AS punya banyak keunggulan struktural buat AI: pasar tenaga kerja fleksibel, banyak modal dari perusahaan teknologi, ekosistem startup yang cepat, dan regulasi yang nggak terlalu menghalangi. "Semua ini lagi dipake sekarang, terutama sama perusahaan AS yang punya skala besar dan budaya inovasi," kata Clark.
Lonjakan AI di AS bahkan nggak terjadi di China, meskipun ada DeepSeek yang mengubah pandangan soal kepemimpinan AS di AI—terutama dengan pendekatan open-source. Gw ngobrol sama investor teknologi Kai-Fu Lee, yang bisnisnya di China bikin aplikasi pake model algoritma DeepSeek dan dipasarkan global.
Ketenaran DeepSeek tunjukin kerentanan dalam pemisahan teknologi AS-China. Pemerintah AS mungkin bisa kontrol ekspor chip, tapi susah banget ngehentikan orang pake model open-source atau download aplikasi AI. Ini mungkin untungin China sebagai pemimpin teknologi open-source.

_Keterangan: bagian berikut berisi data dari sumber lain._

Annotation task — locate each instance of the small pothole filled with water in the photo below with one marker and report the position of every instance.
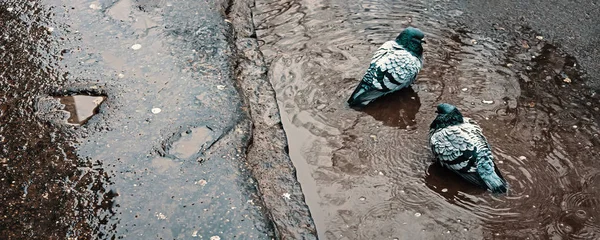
(80, 107)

Tapi, kayak kata Lee (penulis AI Superpowers), perusahaan China jago bikin aplikasi AI buat konsumen, tapi belanja korporat masih jauh di belakang AS. "Perusahaan China belum biasa bayar jutaan dolar buat software."
Siapa pun yang menang, penerapan AI bakal ningkatin produktivitas dan ekonomi. AI jadi salah satu hal positif buat keuntungan perusahaan AS dan alasan investor buat tetap pegang saham mereka.
Tapi kecepatan perubahan AI juga bisa bikin resistensi dari pekerja kantoran—survei tunjukin publik mau penerapannya diperlambat. Studi Oxford Economics bilang pengangguran lulusan kuliah sebagian karena diganti sama AI. Ini bisa pengaruh pertumbuhan ekonomi kalo anak muda nggak mampu beli barang atau bayar sewa. Teknologi bisa memberi, tapi juga bisa ambil.